その具体例としては例えば、メチル、エチル、n−プロピル、n−ブチル、n−ペンチル、n−ヘキシル、n−オクチル、n−ノニル、n−デシルルといった直鎖のもの;イソプロピル、イソブチル、sec−ブチル、tert−ブチル、イソペンチル、tert−ペンチル、2−エチルヘキシルといった分岐鎖のもの;等が挙げられる。
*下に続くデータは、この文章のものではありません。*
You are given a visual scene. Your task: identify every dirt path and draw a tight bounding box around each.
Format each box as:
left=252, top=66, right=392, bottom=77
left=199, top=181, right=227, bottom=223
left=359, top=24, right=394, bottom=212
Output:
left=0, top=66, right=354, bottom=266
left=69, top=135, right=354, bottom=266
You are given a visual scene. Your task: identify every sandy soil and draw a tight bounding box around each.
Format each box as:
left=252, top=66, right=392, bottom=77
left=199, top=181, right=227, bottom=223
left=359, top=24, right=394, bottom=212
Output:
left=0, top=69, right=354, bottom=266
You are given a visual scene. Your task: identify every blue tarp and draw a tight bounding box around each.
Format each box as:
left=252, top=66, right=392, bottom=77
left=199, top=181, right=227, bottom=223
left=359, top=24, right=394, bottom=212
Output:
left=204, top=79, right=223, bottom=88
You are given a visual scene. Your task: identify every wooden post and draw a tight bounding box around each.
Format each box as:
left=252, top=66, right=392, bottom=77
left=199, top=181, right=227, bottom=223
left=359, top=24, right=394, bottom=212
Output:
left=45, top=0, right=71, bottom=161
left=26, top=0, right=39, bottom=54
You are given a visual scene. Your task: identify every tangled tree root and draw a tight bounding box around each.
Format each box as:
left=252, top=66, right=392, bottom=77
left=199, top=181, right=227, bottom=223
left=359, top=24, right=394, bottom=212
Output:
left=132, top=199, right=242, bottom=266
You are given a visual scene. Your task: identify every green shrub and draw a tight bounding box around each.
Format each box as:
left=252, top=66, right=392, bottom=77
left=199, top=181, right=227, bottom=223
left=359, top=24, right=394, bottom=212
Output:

具体例の中では、メチル、エチル、イソプロピル、n−ブチル、イソブチル、sec−ブチル、tert−ブチルが好ましく挙げられ、メチル及びエチルがより好ましく、エチルが特に好ましい。
【0026】
1〜R4における、置換基として、ヒドロキシ基、カルボキシ基及びスルホ基よりなる群から選択される基を有するC1−C10アルキル基としては、前記「R1〜R4におけるC1−C10アルキル基」における任意の炭素原子が、これらの基を有するものが挙げられる。炭素数の範囲としては通常C1−C10、好ましくはC1−C8、より好ましくはC2−C6、さらに好ましくはC2−C4の範囲が挙げられる。該置換基の数は通常1つ又は2つ、好ましくは1つである。置換基の位置は特に制限されないが、置換基がヒドロキシ基のときは、該ヒドロキシ基と窒素原子とが同じ炭素原子に置換しないものが好ましい。
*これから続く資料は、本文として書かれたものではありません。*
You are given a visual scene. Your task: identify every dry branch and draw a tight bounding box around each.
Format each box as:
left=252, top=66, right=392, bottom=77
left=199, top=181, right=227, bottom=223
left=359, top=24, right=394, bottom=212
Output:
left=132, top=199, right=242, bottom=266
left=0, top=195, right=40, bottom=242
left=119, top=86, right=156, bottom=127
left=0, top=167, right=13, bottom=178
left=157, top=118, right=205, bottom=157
具体例としては、2−ヒドロキシエチル、2−ヒドロキシプロピル、3−ヒドロキシプロピル、6−ヒドロキシへキシル、3−ヒドロキシオクチル等のヒドロキシ基を有するもの;カルボキシメチル、2−カルボキシエチル、3−カルボキシプロピル、6−カルボキシヘキシル、8−カルボキシオクチル等のカルボキシ基を有するもの;2−スルホエチル、3−スルホプロピル、4−スルホブチル等のスルホ基を有するもの;等が挙げられる。
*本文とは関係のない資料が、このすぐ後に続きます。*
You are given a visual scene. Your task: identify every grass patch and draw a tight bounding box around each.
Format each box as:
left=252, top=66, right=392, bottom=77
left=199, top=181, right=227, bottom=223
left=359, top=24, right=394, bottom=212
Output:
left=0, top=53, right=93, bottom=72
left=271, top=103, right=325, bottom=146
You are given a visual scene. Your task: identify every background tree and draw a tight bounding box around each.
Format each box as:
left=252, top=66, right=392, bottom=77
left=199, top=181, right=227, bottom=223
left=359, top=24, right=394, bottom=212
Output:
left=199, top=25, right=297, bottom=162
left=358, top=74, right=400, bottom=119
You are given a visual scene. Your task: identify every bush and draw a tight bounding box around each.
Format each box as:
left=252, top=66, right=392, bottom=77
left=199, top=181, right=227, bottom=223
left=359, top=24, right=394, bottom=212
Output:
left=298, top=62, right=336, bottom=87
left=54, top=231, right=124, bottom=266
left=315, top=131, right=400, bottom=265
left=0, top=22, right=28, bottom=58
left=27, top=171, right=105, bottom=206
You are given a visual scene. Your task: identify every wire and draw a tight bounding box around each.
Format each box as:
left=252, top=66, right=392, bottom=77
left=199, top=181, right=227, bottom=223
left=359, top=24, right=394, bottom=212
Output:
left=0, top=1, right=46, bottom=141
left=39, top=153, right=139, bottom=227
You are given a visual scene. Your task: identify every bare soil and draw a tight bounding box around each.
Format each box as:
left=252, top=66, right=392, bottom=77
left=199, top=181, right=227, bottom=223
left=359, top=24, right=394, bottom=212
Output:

好ましい具体例としては、2−ヒドロキシエチル、2−カルボキシエチル、2−スルホエチルが挙げられる。
【0027】
1〜R4における、置換基として、ヒドロキシ基、カルボキシ基、スルホ基、スルファモイル基、C1−C4アルキル基、C1−C4アルコキシ基及びハロゲン原子よりなる群から選択される基を有するフェニル基としては、フェニル基の任意の炭素原子に、これらの基を置換基として有するものが挙げられる。置換基の数としては通常1つ乃至5つ、好ましくは1つ乃至4つ、より好ましくは2つ又は3つが挙げられる。
置換基としてのC1−C4アルキル基としては、直鎖又は分岐鎖のものが挙げられ、直鎖のものが好ましい。その具体例としては、メチル、エチル、n−プロピル、n−ブチルといった直鎖のもの;イソプロピル、イソブチル、sec−ブチル、tert−ブチルといった分岐鎖のもの;が挙げられる。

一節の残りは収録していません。